Meredith Whitney, who built her own Wall Street advisory firm after winning renown for a 2007 call on Citigroup Inc., deregistered her brokerage unit after three unprofitable years and is setting up an investment fund, according to industry records.
Meredith Whitney Securities LLC ended its registration with the Financial Industry Regulatory Authority Inc. on Aug. 28, Finra's website shows. In addition to her advisory firm, she's now chief investment officer and managing principal of a long/short fund, according to regulatory records that list Kenbelle Capital LP among her ventures.
Ms. Whitney, 43, registered Kenbelle with New York state's corporations division in April. It's an investment manager to a partnership based in Bermuda, according to a legal notice in a newspaper there.
A push into funds would add another twist to her career. She left Oppenheimer & Co. Inc. to start Meredith Whitney Advisory Group LLC in 2009, buying the brokerage that year with plans to expand into trading. She predicted a U.S. municipal bond apocalypse in 2010 that hasn't materialized, also saying she would hire hundreds for a bond ratings service.
Ms. Whitney didn't return calls for comment.
Her advisory firm hasn't posted research for clients on its website since Sept. 19, according to a page showing several posts per week before then. The Wall Street Journal reported that the company had only one full-time investment professional, Angela Cantu, as of June. She has since left for Blackstone Group LP, according to her LinkedIn profile. She didn't respond to messages seeking comment.
Muni 'guesstimate'
Ms.
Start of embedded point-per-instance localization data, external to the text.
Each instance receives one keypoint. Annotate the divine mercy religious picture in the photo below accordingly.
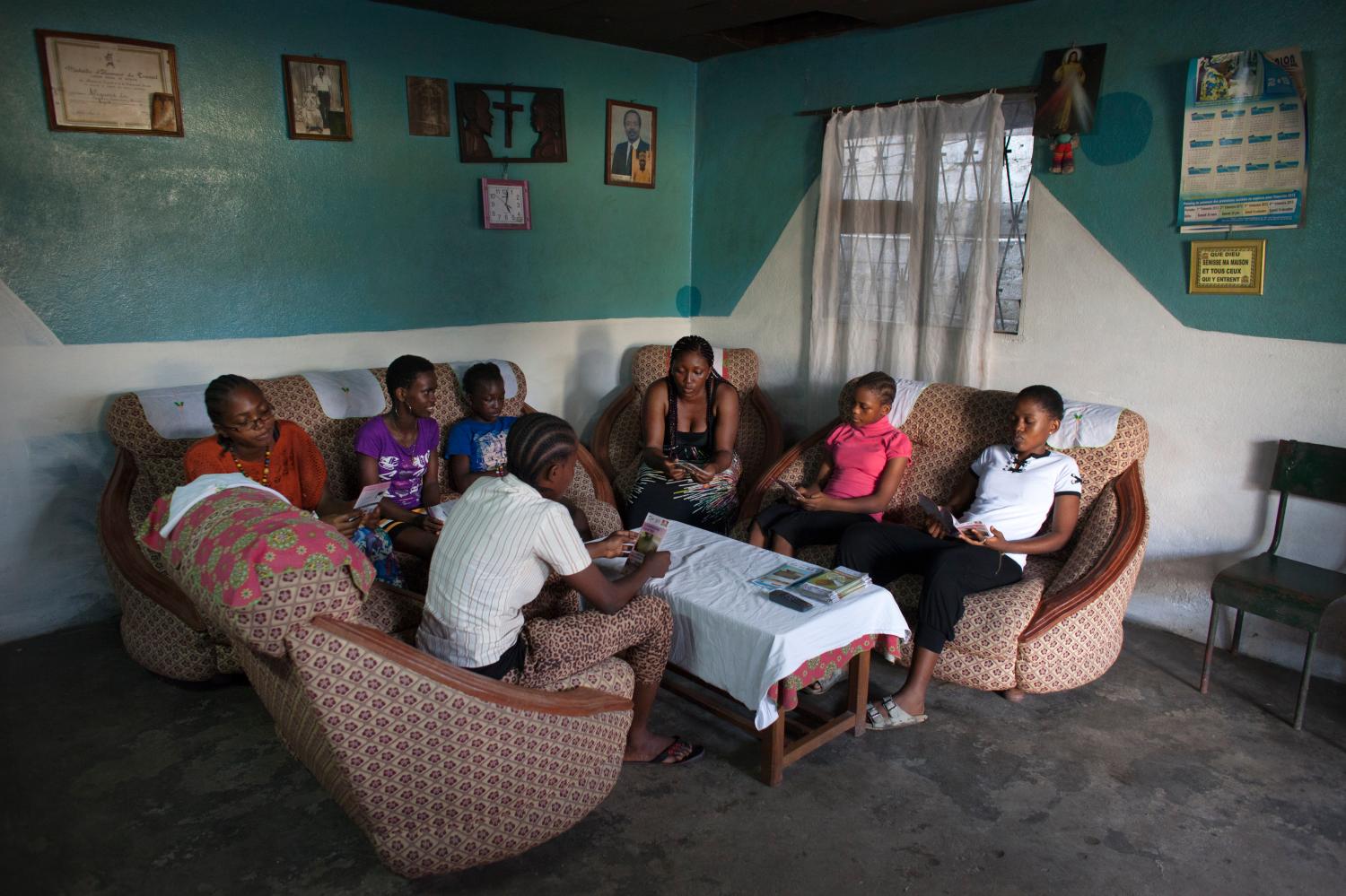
(506, 123)
(1068, 93)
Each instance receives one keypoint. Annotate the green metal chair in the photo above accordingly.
(1275, 587)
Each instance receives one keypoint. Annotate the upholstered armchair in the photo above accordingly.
(161, 629)
(439, 767)
(616, 439)
(1060, 627)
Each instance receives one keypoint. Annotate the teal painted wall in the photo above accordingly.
(237, 231)
(756, 158)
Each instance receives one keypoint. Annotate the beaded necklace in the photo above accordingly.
(266, 468)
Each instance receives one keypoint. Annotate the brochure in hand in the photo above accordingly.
(947, 519)
(371, 495)
(646, 540)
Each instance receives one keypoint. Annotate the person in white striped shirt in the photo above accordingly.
(493, 557)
Whitney started the advisory business amid media coverage including a Fortune cover story crowning her “the woman who called Wall Street's meltdown.” Her brokerage's Securities and Exchange Commission filings list no revenue in the past three years and about $96,000 in expenses. The unit was inactive last year outside of maintaining compliance and “introducing its services to the market,” according to the most recent report.
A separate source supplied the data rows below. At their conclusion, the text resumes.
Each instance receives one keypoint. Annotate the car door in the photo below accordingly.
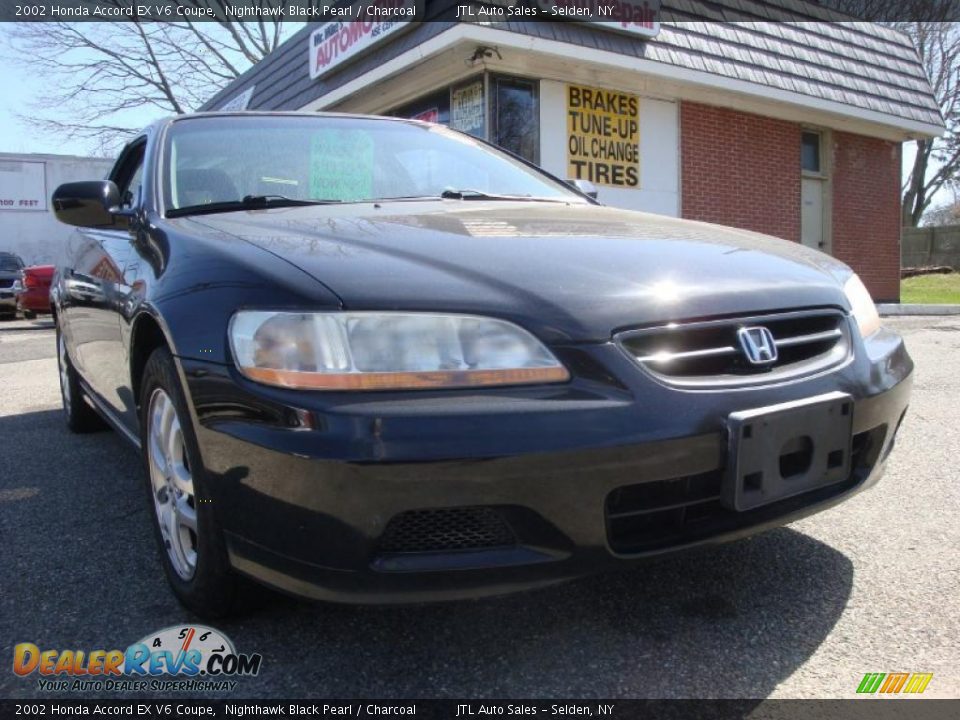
(96, 291)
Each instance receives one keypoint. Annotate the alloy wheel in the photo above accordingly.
(171, 484)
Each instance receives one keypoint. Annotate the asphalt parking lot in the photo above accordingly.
(803, 611)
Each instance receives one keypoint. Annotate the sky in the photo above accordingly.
(18, 95)
(20, 91)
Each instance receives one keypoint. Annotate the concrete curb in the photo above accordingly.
(895, 309)
(25, 325)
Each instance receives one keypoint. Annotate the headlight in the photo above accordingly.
(864, 311)
(387, 351)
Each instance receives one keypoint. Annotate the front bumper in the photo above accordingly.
(306, 484)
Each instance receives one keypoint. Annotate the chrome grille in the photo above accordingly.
(710, 353)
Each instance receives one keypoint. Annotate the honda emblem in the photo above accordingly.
(758, 345)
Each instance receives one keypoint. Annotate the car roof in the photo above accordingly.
(284, 113)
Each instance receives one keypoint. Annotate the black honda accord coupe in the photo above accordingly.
(376, 360)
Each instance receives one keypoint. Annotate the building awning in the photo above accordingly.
(864, 77)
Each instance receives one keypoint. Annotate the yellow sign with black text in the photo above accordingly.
(603, 136)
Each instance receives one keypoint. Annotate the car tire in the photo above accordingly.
(80, 417)
(185, 524)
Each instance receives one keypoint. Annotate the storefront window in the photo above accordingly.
(513, 112)
(468, 111)
(810, 152)
(432, 108)
(516, 121)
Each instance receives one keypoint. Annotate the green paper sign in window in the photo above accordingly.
(341, 165)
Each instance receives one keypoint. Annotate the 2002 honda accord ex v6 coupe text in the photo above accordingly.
(376, 360)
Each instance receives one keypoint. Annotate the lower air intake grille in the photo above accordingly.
(446, 529)
(712, 353)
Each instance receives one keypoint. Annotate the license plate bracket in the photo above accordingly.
(779, 451)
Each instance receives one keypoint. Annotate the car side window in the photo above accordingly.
(129, 176)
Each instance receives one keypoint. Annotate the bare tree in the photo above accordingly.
(937, 161)
(97, 75)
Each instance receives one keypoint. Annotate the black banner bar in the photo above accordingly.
(873, 708)
(600, 11)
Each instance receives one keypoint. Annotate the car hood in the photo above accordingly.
(568, 272)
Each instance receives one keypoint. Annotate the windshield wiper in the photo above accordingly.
(471, 194)
(249, 202)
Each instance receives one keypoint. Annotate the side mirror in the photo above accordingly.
(586, 187)
(92, 203)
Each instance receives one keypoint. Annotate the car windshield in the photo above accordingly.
(8, 263)
(246, 159)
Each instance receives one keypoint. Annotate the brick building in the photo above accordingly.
(789, 121)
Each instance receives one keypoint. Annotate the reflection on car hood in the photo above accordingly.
(568, 272)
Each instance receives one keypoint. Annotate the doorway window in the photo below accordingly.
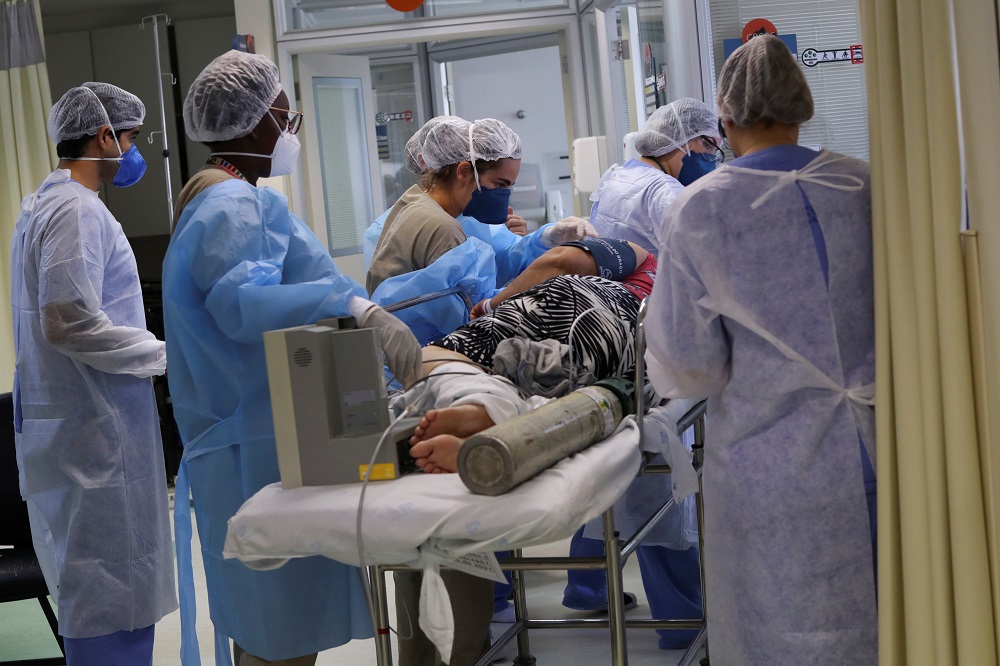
(306, 15)
(344, 159)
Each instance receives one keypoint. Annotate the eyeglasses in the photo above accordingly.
(294, 119)
(716, 155)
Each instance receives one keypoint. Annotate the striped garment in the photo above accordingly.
(602, 339)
After predicting muni defaults totaling hundreds of billions of dollars in a December 2010 segment of “60 Minutes,” she told Bloomberg News that it had been “a guesstimate” involving “fifth-derivative dimensions.” Instead of collapsing, munis became a star performer of 2011.
Long/short funds make bets that some prices will fall and that others will rise, sometimes using leverage and derivatives, to profit in a variety of conditions.
Ms. Whitney's personal wealth took a hit during the financial crisis despite her forewarnings about New York-based Citigroup, according to an interview she gave Bloomberg Businessweek this year.
“I think I lost between a quarter and a half a million dollars on financial positions,” she said. “I rode Lehman [Brothers Holdings Inc.] all the way down to zero. It's pretty ironic, right?”